The latticed butterflyfish (Chaetodon rafflesii), also known as Raffles' coralfish, is a species of marine ray-finned fish, a butterflyfish belonging to the family Chaetodontidae. It is found in the Indo-Pacific region.

==Description==
The latticed butterflyfish is mainly yellow butterflyfish which has dark edges to its scales which create a dark lattice pattern on the flanks. There is a vertical black bar running through the eye and it has a blue parch on the forehead.

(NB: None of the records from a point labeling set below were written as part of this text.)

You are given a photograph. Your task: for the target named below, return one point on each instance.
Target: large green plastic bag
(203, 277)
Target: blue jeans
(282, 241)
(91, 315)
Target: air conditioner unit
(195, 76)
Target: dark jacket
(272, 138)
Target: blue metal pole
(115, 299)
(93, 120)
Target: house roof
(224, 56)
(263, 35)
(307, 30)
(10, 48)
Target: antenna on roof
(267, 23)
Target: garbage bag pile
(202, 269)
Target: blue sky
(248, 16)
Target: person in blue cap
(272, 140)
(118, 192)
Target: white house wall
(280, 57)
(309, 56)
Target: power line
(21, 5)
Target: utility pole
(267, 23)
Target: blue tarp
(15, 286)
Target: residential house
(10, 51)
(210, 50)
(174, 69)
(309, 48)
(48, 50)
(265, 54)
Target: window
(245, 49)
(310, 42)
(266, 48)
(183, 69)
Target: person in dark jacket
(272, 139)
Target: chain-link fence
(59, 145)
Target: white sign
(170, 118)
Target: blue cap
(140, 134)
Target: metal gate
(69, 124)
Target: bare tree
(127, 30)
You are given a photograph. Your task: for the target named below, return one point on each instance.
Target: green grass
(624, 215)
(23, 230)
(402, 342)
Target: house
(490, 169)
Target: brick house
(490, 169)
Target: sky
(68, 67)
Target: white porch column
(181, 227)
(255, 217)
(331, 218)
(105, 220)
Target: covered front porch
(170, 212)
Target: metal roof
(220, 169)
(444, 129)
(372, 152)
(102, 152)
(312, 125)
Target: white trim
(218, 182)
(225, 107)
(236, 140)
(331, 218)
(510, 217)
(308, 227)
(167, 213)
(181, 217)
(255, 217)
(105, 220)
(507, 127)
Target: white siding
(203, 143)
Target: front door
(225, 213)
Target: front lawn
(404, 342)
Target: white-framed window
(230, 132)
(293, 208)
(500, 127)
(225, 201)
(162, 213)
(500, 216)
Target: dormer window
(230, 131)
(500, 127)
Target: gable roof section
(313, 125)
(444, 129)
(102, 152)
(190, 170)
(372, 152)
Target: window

The soft rayed part of the dorsal fin has a dark submarginal band while there is a wide black bar through the centre of the caudal fin. Sometimes there is a black spot underneath the spiny section of the dorsal fin and juveniles have a dark spot on the soft rayed part of the dorsal fin. The dorsal fin contains 12-13 spines and 21-23 soft rays while the anal fins has 3 spines and 18-20 soft rays. This species can reach a maximum total length of 18 cm, although 15 cm is a more common total length.

==Distribution==
The latticed butterflyfish is found in the Indian and Pacific Oceans, where it occurs from Sri Lanka to the Tuamotu Islands, north to southern Japan, south to the Great Barrier Reef, and from Palau (Belau) to the eastern Caroline Islands in Micronesia.

==Habitat and biology==
The latticed butterflyfish is an uncommon species found in areas of rich coral growth of lagoons and protected reef flats and seaward reefs from 1–20 m depth. It feeds on sea anemones, polychaetes, and octocorallian and scleractinian coral polyps. It is normally observed in pairs.

==Systematics==
The latticed butterfly fish was first formally described in an anonymous description which was appended to the biography of the British statesman and colonialist Sir Stamford Raffles, who was first president of the Zoological Society of London, written by his widow, Sophia Hull. Raffles employed botanists and zoologists to collect specimens and it is thought that the description was written by Edward Turner Bennett (1797-1836) and the type locality was Sumatra. The specific name honours Raffles.

It belongs to the large subgenus Rabdophorus, which might warrant recognition as a distinct genus. In this group, it seems to represent a rather unusual lineage, with perhaps just the white-faced butterflyfish (C. mesoleucos) being less distantly related.